Danielle Perszyk on why reliable agents must model your mind
A cognitive scientist at Amazon's AGI Lab argues intelligence is fundamentally social, so the path to reliable agents isn't better button-clicking but AI that models your mind, aligns its representations with yours, and widens rather than narrows human thought.
Intelligence Lives Between Minds, Not Inside Them
Perszyk's starting axiom is that intelligence isn't a property of an individual mind but something that emerges from the interactions between many, so AI built only for the engineers who make it misses where intelligence actually lives.
The big idea is that human intelligence is collective. Anthropologists say that we've got the the collective brain. No one individual is capable of even surviving on their own. We depend upon the collective.
Stuck in the Chatbot Attractor
The field has settled into a shallow comfort zone of chatbots, coding agents, and turn-taking in batches that Perszyk calls a local attractor, and it looks nothing like the real-time way humans actually think together.
We're we're kind of trapped in this local attractor state of chatbots and coding agents and like turn-taking in batches. And this is absolutely not how humans interact with each other.
Reliability Is Modeling the User's Mind
Reliability was never about clicking the right button every time; it's about modeling the user's mind and decomposing their goals, preferences, and intentions as the task itself keeps changing under them.
So, ultimately reliability has less to do with clicking in the same place and scrolling and more to do with modeling the user's mind.
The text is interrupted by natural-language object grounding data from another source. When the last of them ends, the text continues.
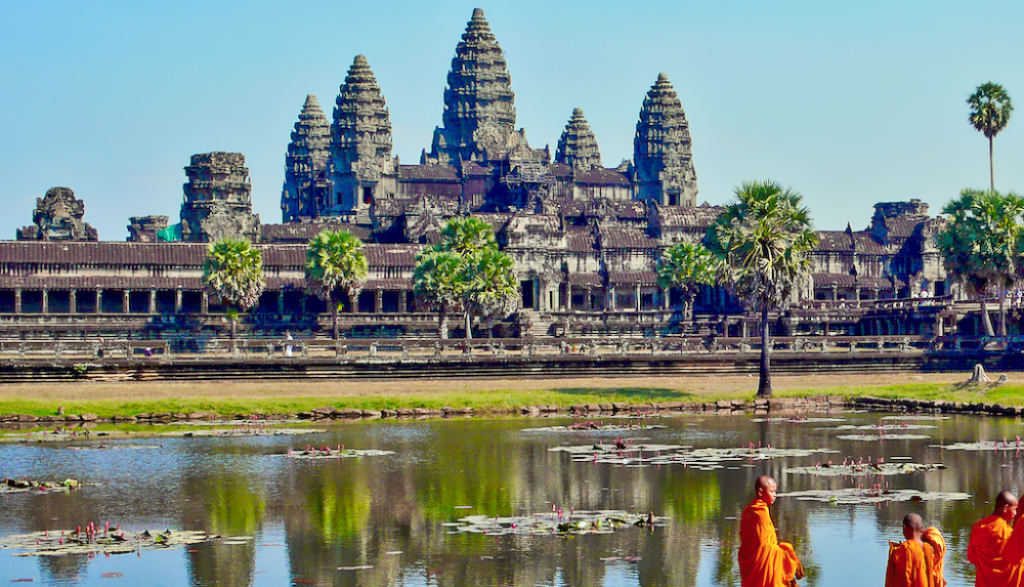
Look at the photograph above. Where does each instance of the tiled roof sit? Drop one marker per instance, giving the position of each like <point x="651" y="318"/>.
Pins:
<point x="633" y="278"/>
<point x="625" y="238"/>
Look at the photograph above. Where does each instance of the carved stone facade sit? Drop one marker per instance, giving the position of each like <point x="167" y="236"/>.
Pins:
<point x="218" y="199"/>
<point x="144" y="228"/>
<point x="58" y="216"/>
<point x="308" y="190"/>
<point x="577" y="145"/>
<point x="663" y="149"/>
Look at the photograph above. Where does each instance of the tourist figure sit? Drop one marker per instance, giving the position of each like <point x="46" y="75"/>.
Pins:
<point x="764" y="561"/>
<point x="988" y="539"/>
<point x="912" y="562"/>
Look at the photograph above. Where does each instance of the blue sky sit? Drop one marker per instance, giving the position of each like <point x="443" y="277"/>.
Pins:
<point x="849" y="102"/>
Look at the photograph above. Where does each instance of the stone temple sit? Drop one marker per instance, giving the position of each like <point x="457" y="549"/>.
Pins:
<point x="585" y="238"/>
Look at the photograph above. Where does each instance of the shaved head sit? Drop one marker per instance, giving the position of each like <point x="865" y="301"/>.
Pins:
<point x="1006" y="505"/>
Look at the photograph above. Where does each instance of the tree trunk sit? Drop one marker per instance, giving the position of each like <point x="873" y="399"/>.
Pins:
<point x="985" y="319"/>
<point x="1003" y="308"/>
<point x="991" y="166"/>
<point x="764" y="383"/>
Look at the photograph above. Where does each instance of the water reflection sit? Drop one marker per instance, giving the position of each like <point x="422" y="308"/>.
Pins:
<point x="381" y="520"/>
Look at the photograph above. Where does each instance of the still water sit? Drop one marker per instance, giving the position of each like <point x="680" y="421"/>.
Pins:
<point x="381" y="520"/>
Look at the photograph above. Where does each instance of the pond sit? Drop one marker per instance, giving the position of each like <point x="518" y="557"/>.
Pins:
<point x="419" y="506"/>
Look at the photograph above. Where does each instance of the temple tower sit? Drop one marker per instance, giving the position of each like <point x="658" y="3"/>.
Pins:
<point x="360" y="142"/>
<point x="479" y="105"/>
<point x="307" y="186"/>
<point x="58" y="216"/>
<point x="578" y="147"/>
<point x="662" y="149"/>
<point x="218" y="199"/>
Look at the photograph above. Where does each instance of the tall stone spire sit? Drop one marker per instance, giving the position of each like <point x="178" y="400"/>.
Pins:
<point x="479" y="105"/>
<point x="662" y="149"/>
<point x="360" y="140"/>
<point x="577" y="147"/>
<point x="307" y="158"/>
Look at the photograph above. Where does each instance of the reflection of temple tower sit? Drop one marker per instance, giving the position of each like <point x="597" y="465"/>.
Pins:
<point x="360" y="142"/>
<point x="577" y="147"/>
<point x="218" y="199"/>
<point x="479" y="105"/>
<point x="307" y="186"/>
<point x="662" y="149"/>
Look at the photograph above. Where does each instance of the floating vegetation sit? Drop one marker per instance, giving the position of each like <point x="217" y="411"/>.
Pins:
<point x="800" y="420"/>
<point x="858" y="496"/>
<point x="860" y="468"/>
<point x="883" y="427"/>
<point x="592" y="426"/>
<point x="624" y="453"/>
<point x="338" y="453"/>
<point x="30" y="486"/>
<point x="877" y="437"/>
<point x="557" y="522"/>
<point x="92" y="539"/>
<point x="994" y="446"/>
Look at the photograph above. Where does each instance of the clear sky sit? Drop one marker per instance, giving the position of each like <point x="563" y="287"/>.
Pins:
<point x="848" y="102"/>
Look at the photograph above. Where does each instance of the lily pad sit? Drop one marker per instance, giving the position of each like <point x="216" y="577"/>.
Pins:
<point x="313" y="453"/>
<point x="864" y="469"/>
<point x="855" y="496"/>
<point x="877" y="437"/>
<point x="58" y="543"/>
<point x="557" y="522"/>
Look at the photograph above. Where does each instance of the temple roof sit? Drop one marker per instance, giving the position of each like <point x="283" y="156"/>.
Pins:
<point x="577" y="145"/>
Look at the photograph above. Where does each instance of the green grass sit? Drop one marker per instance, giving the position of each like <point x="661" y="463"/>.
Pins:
<point x="494" y="401"/>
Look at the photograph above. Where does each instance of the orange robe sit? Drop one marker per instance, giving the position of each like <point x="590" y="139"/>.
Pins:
<point x="909" y="564"/>
<point x="764" y="561"/>
<point x="933" y="538"/>
<point x="985" y="551"/>
<point x="1013" y="554"/>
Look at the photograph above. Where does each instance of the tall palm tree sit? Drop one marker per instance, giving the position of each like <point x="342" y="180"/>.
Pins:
<point x="764" y="239"/>
<point x="437" y="277"/>
<point x="990" y="110"/>
<point x="233" y="274"/>
<point x="687" y="266"/>
<point x="981" y="244"/>
<point x="335" y="263"/>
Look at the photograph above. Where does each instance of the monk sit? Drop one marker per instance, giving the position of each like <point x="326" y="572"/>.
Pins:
<point x="910" y="563"/>
<point x="988" y="539"/>
<point x="764" y="561"/>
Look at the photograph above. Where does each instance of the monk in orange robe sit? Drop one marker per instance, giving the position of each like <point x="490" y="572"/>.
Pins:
<point x="910" y="563"/>
<point x="764" y="561"/>
<point x="988" y="540"/>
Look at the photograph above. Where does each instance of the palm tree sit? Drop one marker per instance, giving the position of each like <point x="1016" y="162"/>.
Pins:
<point x="233" y="274"/>
<point x="990" y="109"/>
<point x="687" y="266"/>
<point x="981" y="243"/>
<point x="437" y="278"/>
<point x="491" y="285"/>
<point x="335" y="263"/>
<point x="764" y="239"/>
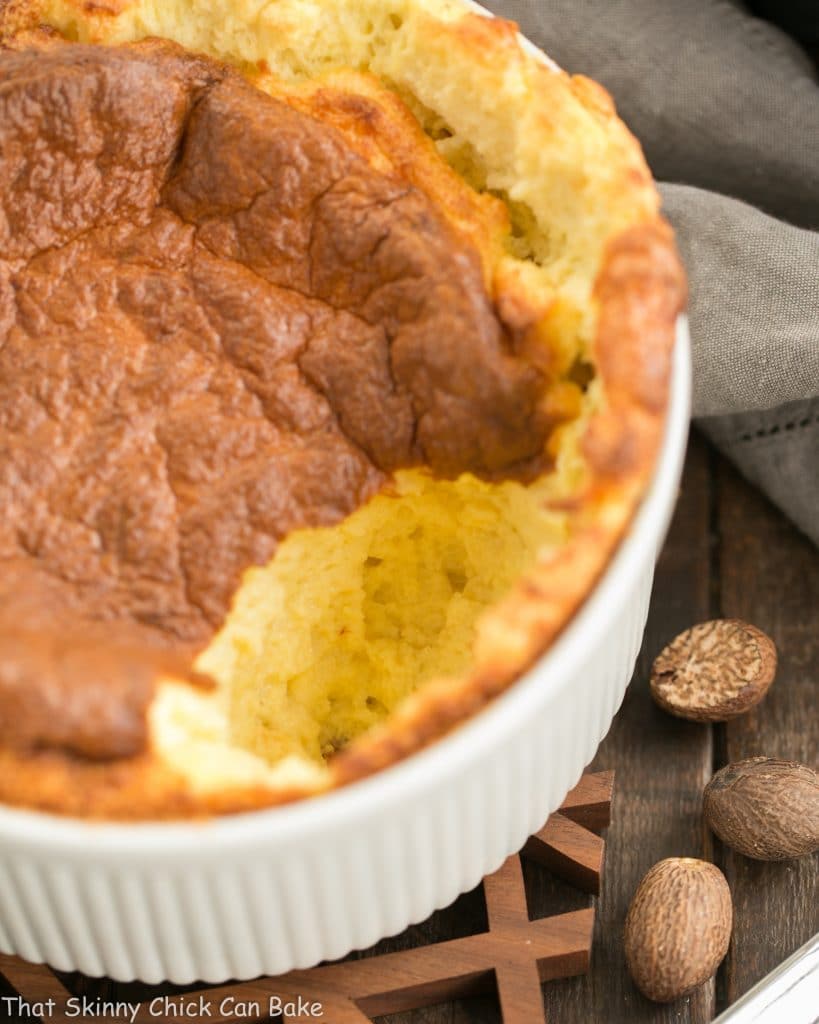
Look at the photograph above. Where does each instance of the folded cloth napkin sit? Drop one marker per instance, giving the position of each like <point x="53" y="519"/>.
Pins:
<point x="727" y="109"/>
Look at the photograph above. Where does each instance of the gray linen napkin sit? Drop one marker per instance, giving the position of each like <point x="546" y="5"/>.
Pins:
<point x="727" y="109"/>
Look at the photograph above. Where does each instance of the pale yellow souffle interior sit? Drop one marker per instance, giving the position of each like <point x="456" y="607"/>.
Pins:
<point x="346" y="622"/>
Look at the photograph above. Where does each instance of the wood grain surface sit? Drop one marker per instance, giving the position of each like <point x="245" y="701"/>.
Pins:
<point x="729" y="553"/>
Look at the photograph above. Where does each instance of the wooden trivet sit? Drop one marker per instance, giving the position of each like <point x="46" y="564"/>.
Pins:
<point x="516" y="953"/>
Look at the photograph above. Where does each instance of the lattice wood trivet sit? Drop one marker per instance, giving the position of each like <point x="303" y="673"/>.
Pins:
<point x="516" y="953"/>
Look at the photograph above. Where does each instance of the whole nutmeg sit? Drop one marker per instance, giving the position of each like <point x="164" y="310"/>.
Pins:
<point x="715" y="671"/>
<point x="764" y="808"/>
<point x="678" y="928"/>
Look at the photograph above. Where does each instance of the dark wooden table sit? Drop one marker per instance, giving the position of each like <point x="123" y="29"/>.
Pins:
<point x="729" y="554"/>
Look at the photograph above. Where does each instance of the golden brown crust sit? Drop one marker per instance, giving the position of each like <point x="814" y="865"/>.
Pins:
<point x="641" y="290"/>
<point x="638" y="294"/>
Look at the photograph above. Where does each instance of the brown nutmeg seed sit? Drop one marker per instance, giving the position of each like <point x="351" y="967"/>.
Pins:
<point x="678" y="928"/>
<point x="715" y="671"/>
<point x="764" y="808"/>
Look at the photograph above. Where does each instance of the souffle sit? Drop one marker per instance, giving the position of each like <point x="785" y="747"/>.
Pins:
<point x="335" y="347"/>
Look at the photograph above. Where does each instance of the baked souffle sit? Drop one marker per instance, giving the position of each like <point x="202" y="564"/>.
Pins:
<point x="335" y="346"/>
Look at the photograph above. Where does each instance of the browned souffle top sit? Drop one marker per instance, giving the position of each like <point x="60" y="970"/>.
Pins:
<point x="217" y="324"/>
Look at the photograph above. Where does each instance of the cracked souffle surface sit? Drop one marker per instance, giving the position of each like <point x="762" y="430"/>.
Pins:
<point x="333" y="366"/>
<point x="219" y="325"/>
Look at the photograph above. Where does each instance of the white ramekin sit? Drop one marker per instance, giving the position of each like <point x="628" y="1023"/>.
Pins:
<point x="265" y="892"/>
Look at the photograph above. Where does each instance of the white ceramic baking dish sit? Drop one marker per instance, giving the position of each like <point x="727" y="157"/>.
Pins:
<point x="265" y="892"/>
And that shift is everything.
Memory Isn't Storage, It's How You Simulate the Future
Treating memory as a place you offload to is a leftover from the 20th-century mind-as-computer metaphor; in humans memory is how you simulate the future, and agents need that kind of memory rather than a database bolted on the side.
memory is this thing that we kind of offload, but that's not at all how it works in humans. Memory is everything. It's how we simulate the future.
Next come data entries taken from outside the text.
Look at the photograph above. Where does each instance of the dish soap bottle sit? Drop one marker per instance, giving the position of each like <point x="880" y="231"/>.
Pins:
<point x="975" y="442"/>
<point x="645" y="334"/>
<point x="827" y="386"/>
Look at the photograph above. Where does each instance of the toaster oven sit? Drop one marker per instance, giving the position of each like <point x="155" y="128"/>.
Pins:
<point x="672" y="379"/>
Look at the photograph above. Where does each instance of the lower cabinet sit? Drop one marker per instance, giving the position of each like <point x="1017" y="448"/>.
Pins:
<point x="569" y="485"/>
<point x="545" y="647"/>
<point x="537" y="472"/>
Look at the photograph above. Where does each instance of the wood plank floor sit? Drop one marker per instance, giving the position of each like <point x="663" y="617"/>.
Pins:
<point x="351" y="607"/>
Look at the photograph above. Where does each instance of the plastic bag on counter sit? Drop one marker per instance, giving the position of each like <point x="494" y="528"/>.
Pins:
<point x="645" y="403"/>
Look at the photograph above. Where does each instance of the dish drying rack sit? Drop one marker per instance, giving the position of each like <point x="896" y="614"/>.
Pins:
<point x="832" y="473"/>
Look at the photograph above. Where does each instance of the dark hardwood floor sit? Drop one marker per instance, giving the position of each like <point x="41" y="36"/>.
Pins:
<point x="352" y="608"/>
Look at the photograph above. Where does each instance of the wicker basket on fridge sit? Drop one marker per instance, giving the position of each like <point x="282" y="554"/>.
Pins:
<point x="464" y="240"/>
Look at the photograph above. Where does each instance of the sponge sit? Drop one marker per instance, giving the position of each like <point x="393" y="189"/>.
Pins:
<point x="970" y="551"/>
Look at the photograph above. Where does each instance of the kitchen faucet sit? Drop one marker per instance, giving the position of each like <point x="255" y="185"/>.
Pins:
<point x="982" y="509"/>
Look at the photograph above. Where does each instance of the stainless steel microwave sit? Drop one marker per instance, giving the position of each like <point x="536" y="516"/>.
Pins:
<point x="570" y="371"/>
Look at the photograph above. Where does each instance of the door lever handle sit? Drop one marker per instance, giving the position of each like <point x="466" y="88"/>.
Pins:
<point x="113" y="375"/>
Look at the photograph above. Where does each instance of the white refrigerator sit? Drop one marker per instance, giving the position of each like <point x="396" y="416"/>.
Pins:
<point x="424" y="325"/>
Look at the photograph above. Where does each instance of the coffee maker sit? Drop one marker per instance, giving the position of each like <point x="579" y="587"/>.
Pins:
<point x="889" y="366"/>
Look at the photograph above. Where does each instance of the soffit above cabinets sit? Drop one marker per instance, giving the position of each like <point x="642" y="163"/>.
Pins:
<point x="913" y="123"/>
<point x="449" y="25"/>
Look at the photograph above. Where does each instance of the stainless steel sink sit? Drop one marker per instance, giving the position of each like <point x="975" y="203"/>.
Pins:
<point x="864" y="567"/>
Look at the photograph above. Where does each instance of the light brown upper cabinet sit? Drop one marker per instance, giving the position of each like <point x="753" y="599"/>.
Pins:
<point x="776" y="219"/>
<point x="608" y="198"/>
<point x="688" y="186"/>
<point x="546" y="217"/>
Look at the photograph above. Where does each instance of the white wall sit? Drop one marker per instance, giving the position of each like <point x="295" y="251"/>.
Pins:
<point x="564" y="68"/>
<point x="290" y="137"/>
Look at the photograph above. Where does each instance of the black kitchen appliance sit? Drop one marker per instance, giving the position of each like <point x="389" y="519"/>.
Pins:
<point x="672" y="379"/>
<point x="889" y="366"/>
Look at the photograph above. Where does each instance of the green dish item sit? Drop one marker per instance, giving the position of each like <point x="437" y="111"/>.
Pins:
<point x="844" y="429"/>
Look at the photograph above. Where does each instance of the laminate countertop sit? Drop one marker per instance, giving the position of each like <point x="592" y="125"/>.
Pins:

Stop Playing Whack-a-Mole With Tasks
Tuning a model to ace one task with reinforcement learning is whack-a-mole because the skill doesn't transfer; the objective that actually generalizes is the one humans run on, inferring other minds and aligning representations.
Humans are spontaneously constantly inferring the existence of other minds and we are optimizing for aligning them. We're optimizing for aligning our representations.
Every Human World Model Is a Social One
Human world models are social from the very first moment because you model how another mind reads the world, and that perspective-taking, not generative video, is what lets you adapt to an environment you've never seen.
but our world models from the very beginning are social world models. We are inferring how another mind is interpreting the world and we are inferring what their perspective might be
AI Is Quietly Narrowing How We Think
AI that regresses everyone toward the mean is quietly narrowing human thought, with individual scientists publishing more while the field as a whole contracts, and Perszyk's fix is a diverse society of AIs rather than one monolith.
individual scientists who are using AI tools are benefiting because they're producing more papers, they're getting more grants accepted, but science as a whole is narrowing. And that is terrifying.
Alignment Is the Solution, Not the Problem
The alignment that matters day to day isn't the doomer kind; it's AI optimizing to align its representations with yours, which Perszyk argues is the very method for building AI that increases rather than erodes human agency.
So in a sense, alignment is the solution, not not the problem, for building AI that gives us more agency.